Understanding symphony through semiotics – Yasheng

This week’s readings are very technical and I am not sure if I understood them 100%. But I will attempt to illustrate how Jackendoff’s parallel architecture of language can be extended to music.

My wonderful friend Iva often invites me to performances by the National Symphony Orchestra at the Kennedy Center. Because I don’t know a lot about symphony or classical music in general, I often rely on the program booklet for ways to appreciate the performance. One of the most hauntingly yet disturbingly beautiful piece I’ve heard is the second movement of Dmitri Shostakovich’s 11th Symphony entitled “The Ninth of January.”[1] This movement depicted the massacre of protesters carried out by the Tsarist autocracy in 1905. One specific segment of this movement especially helps to illustrate the “hauntingly yet disturbingly beautiful” quality.

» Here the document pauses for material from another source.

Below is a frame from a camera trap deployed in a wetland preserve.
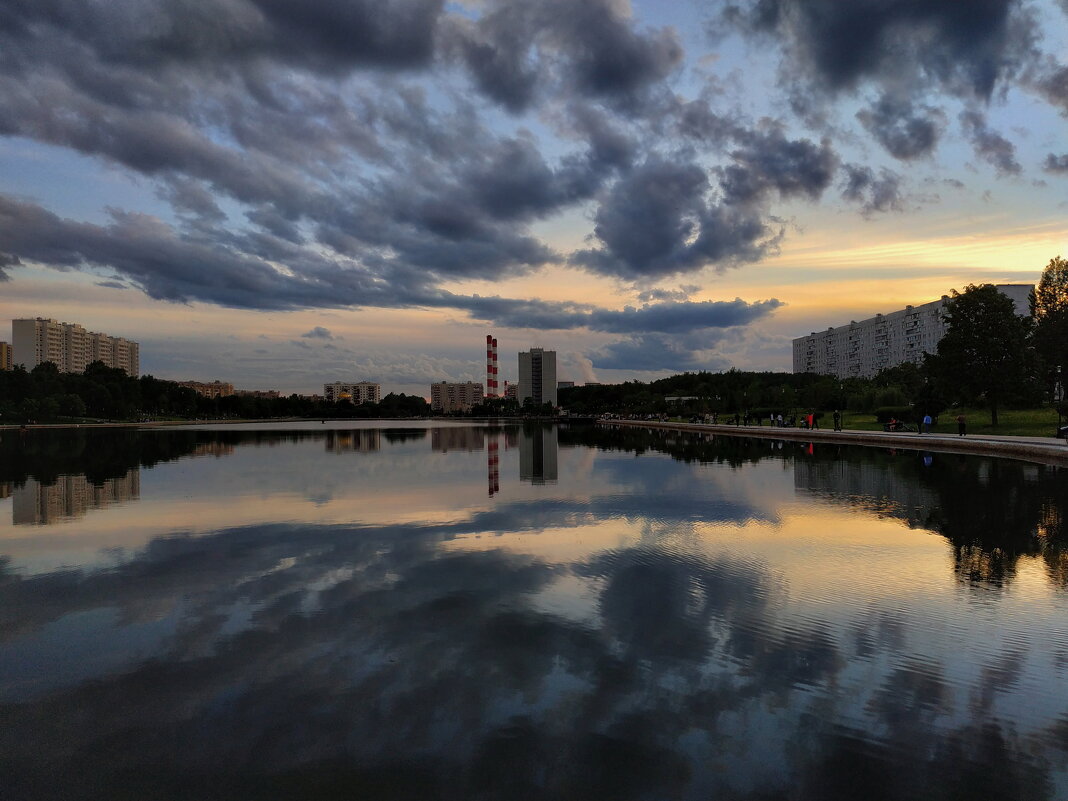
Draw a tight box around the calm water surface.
[0,422,1068,800]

To demonstrate the meaning of this movement, I will attach an excerpt of the program here,

Allegro (The 9th of January)

The second movement, referring to the events of the Bloody Sunday, consists of two major sections. The first section probably depicts the petitioners of 22 January 1905 [O.S. 9 January], in the city of Saint Petersburg, in which crowds descended on the Winter Palace to complain about the government’s increased inefficiency, corruption, and harsh ways. This first section is busy and constantly moves forward. It builds to two steep climaxes, then recedes into a deep, frozen calm in the prolonged piccolo and flute melodies, underscored again with distant brass. Another full orchestra build-up launches into a pounding march, in a burst from the snare drum like gunfire and fugal strings, as the troops descend on the crowd. This breaks out into an intense section of relentless strings, and trombone and tuba glissandos procure a nauseating sound underneath the panic and the troops’ advance on the crowd. Then comes a section of mechanical, heavily repetitive snare drum, bass drum, timpani, and tam-tam solo before the entire percussion sections breaks off at once. Numbness sets in with a section reminiscent of the first movement.[2]

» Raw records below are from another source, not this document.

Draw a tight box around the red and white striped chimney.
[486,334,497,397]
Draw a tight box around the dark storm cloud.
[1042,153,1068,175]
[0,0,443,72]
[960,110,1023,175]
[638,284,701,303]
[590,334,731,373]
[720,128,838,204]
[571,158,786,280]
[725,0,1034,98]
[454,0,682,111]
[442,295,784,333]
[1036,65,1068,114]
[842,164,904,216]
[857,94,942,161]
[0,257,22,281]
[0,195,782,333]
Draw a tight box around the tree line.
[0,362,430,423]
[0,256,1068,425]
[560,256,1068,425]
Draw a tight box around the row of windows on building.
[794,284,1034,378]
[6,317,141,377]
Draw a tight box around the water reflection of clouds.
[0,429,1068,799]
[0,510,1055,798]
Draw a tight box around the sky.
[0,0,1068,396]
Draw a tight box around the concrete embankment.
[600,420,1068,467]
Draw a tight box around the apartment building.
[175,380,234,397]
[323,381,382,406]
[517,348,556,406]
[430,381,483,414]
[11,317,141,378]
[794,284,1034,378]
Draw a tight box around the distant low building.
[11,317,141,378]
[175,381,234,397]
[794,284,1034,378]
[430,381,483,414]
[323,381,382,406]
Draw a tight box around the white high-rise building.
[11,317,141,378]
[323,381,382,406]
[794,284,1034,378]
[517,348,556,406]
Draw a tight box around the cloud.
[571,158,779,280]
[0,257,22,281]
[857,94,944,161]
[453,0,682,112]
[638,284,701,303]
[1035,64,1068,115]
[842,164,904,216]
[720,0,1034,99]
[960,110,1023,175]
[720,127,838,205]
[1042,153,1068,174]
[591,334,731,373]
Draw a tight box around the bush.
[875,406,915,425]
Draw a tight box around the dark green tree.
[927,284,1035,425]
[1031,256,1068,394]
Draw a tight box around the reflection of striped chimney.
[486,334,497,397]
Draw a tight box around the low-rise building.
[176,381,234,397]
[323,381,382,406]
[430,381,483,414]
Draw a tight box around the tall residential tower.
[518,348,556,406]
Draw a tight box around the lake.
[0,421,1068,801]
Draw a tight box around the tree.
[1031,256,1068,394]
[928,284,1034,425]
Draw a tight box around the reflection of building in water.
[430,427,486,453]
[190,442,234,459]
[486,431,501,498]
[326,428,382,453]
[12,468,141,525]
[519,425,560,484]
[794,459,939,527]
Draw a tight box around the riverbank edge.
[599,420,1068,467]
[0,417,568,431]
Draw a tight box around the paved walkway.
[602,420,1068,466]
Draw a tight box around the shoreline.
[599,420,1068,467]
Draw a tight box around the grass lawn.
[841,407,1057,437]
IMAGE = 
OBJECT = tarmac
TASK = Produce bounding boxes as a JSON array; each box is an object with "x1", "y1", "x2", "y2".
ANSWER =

The highlighted sentence coordinates to 11:00 to 15:09 in the YouTube video I shared above, and it is the segment I find “hauntingly yet disturbingly beautiful.” I will now attempt to explain processes, in my opinion, of the creation and appreciation of this segment in a semiotic fashion.

During the production of this segment, Shostakovich treated the sound of snare drum, bass drum, and others as icons to mimic the sound of firearms on the day of the massacre. Sounds coming from these instruments are “perceived as resembling or imitating the signified, being similar in possessing some of its qualities.”[3] These sound patterns are then choreographed by Shostakovich into different notes on a score. This can be perfectly explained through Jackendoff’s Parallel Architecture.[4] The process of representing one sound pattern using another is visible at the interface between the phonological structure and the conceptual structure. And the process of Shostakovich organizing different sound patterns into music notes can be perceived as the syntactic structure interfacing the conceptual structure. Furthermore, these music notes remain as abstract representations until they are played by their associated instruments – just like a speech remains as an abstract representation until it is orally delivered by someone.

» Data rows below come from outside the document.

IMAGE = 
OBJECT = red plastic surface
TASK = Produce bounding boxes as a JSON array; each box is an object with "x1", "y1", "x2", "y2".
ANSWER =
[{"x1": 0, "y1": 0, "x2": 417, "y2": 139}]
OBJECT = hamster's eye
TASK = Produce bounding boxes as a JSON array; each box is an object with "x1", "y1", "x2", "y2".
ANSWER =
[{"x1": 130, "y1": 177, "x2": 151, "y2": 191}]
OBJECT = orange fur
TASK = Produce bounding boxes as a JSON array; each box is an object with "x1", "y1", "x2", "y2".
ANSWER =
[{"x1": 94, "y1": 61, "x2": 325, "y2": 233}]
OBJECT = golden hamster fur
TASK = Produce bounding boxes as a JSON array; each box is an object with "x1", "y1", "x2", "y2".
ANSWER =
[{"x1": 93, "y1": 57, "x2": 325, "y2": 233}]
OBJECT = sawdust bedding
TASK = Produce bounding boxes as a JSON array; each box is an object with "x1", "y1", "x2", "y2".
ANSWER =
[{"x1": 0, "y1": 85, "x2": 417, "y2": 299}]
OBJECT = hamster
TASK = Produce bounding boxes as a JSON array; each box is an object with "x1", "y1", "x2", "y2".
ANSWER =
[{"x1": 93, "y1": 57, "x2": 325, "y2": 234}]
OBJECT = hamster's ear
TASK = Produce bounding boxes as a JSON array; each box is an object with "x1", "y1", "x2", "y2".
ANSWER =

On the receiving end, the process of decoding requires various layers of interpretations of different “stacks” in the structure of this segment. I commented on the piece using the phrase (or symbol in Pierce’s term) “hauntingly yet disturbingly beautiful” earlier, indicating that there are (at least) two processes of interpretation happening when I was listening to this segment.

  1. I, without knowing the context of the symphony, found the music very engaging thanks to the drums and other instruments playing in a rapid fashion. [syntactic-phonological interface]
  2. I, understanding what the icons represent, found the music disturbing as it revokes my feeling towards death by shooting. [phonological-conceptual interface]

The first interpretation comes from direct interpretation of the music, whereas the second interpretation is aided by the program booklet. Hence, I arrive the conclusion that Jackendoff’s parallel architecture model can be extended to this particular instance and even to other instances of music in different manners. This can be used to demonstrate why music functions like a language.

[1] Laurel E. Fay, Symphony No. 11 in G minor, “The Year 1905,” Op. 103 (1957), American Symphony Orchestra Program Notes

[2] https://en.wikipedia.org/wiki/Symphony_No._11_(Shostakovich)

[3] Daniel Chandler, Semiotics: The Basics. 2nd ed. New York, NY: Routledge, 2007. Excerpts.

[4] Ray Jackendoff, Foundations of Language, selections on the “Parallel Architecture” model of language as a combinatorial system. Chap. 5.5, pp. 123-128; Chap. 7, pp. 196-200.